Three Premier League teams take their place in pot one, with Liverpool and Chelsea joining Manchester City by virtue of the Uefa trophies claimed last season. With four English sides contesting the two European finals, and Spurs in with Real Madrid in pot two as a result, last season could hardly have gone any better for Premier League clubs, despite providing the only title race in Europe’s top leagues worthy of the name. These things can be transitory – it is only three years ago that England’s sole representatives in the Champions League last eight were Leicester City – but for now the best of both worlds can be enjoyed.
England boasts a glamorous, competitive and above all lucrative league competition, with leading clubs using their wealth to make significant strides in Europe. While that might be a source of frustration for supporters of Bolton and Bury, it has not gone unnoticed in Europe either, with downtrodden fans unsurprised to hear that moves have been afoot to ringfence bigger clubs’ revenues at the expense of smaller ones. Because the change to the Champions League format for 1991-92 was basically a response to the threat of a breakaway by big names across Europe, Uefa has found itself across a similar barrel at regular intervals since. The problem now is that too much of the money is in England and too little interest resides in the lopsided leagues around Europe, dominated to an unhealthy extent by powerhouses such as Bayern Munich and Juventus.
It is no accident that the strident European Club Association wishing to reconfigure the Champions League to provide twice as many matches is led by Andrea Agnelli of Juventus, and the logic behind his proposals for groups of eight teams rather than four, and automatic requalification for established Champions League clubs whatever their domestic league placing, is depressingly simple to spot. A Champions League thus configured would be a European Super League just waiting for the name. Fortunately, in the face of evidence that no one actually wants this apart from the handful of powerful sides who appear to have Uefa’s ear, talks between the ECA and Uefa’s president, Aleksander Ceferin, have just been put on hold.

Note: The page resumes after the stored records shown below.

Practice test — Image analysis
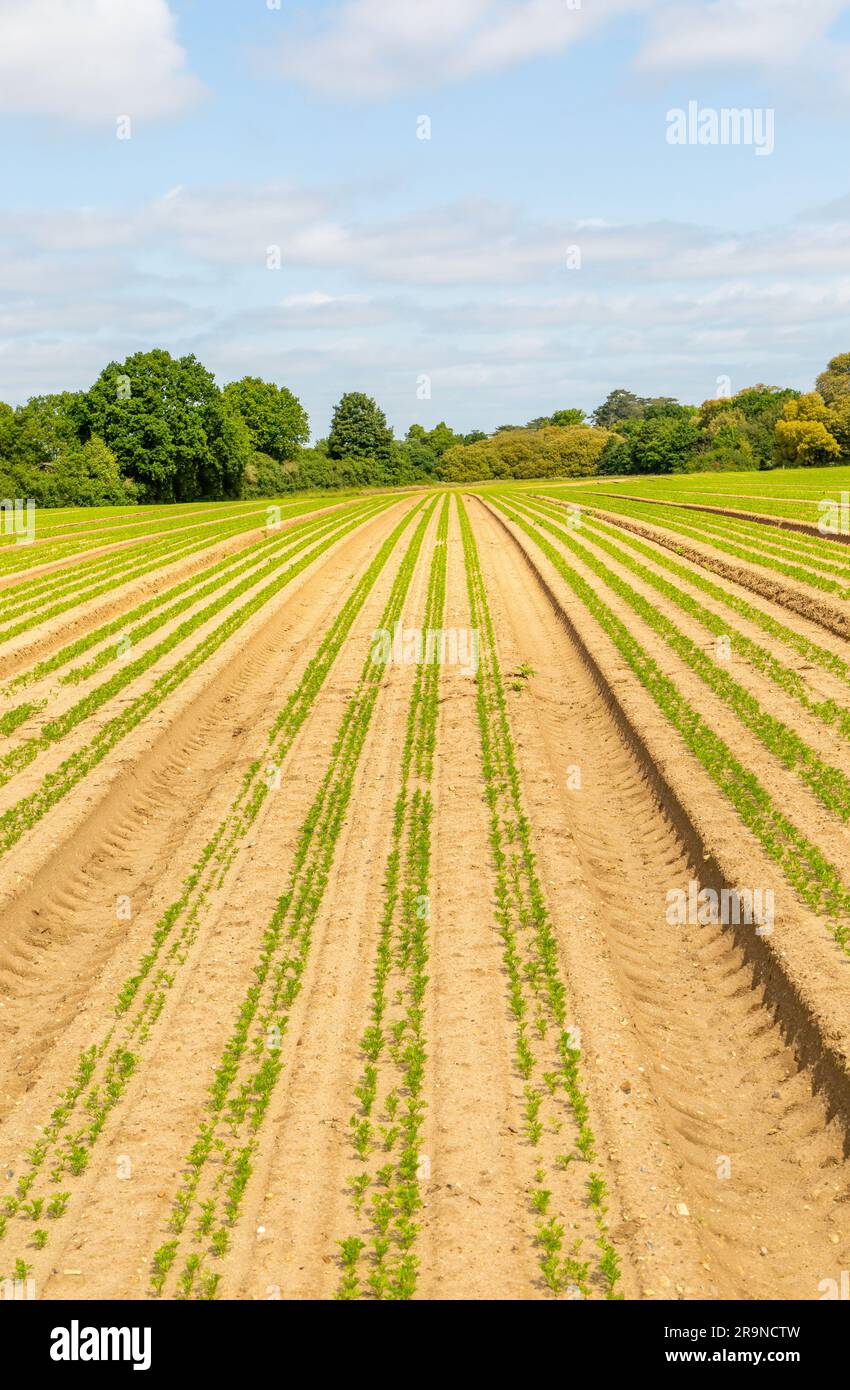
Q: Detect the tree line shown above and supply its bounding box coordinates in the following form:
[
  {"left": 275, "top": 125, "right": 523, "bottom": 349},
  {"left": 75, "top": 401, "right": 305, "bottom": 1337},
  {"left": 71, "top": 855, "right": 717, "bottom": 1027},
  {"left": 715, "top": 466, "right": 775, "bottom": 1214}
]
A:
[{"left": 2, "top": 348, "right": 850, "bottom": 506}]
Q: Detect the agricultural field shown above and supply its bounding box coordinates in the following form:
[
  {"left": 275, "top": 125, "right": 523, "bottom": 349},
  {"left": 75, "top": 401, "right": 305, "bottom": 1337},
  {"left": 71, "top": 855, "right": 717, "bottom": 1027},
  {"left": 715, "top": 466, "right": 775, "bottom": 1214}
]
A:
[{"left": 1, "top": 476, "right": 850, "bottom": 1303}]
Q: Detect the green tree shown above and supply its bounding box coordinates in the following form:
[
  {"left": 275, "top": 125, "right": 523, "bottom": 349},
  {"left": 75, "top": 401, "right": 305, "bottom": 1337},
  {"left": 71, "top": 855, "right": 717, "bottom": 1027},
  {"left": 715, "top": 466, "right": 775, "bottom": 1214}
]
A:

Nothing was going to change before 2024 anyway, but now there will be a pause for a rethink. Not everyone agrees with Ferguson that European football should be the cherry or the cake – some would like it to be the bread and butter – though it is not easy to see how that can happen without hardship and wastage among the majority of clubs left behind. It is difficult to make the case for the status quo without sounding like a nationalist or an anti‑progressive, though it is debatable whether making a couple of dozen clubs infinitely richer than they are already really counts as progress. If the acting Bundesliga president, Reinhard Rauball, can speak out against the ECA initiative, when as president of Dortmund he must be as tired as everyone else of Bayern’s supremacy, he deserves hearing.
“The Bundesliga has the highest attendance figures in Europe, more than 42,000 on average, and we don’t want to destroy it with one decision,” Rauball said. “We have to make it clear that the national league is the most important.” In parochial terms, Liverpool would never have been able to give City such a run for their money last season had they been obliged to play a 14-game group stage, although the eventual champions would have been operating under the same handicap.
The quality of Premier League competition could only suffer, and an emerging team such as Tottenham would have found it much tougher to last the pace. Then again, what the ECA is saying to the big teams is that you don’t have to keep flogging yourself domestically, you can be in the Champions League every year. Yet think of Liverpool and their six European titles, four of them as English champions, the other two won in spite of uncertainty and effort in the Premier League. Would anyone on Merseyside really want a cessation of hostilities on the home front, or, perhaps worse, the next European prize to arrive with an asterisk?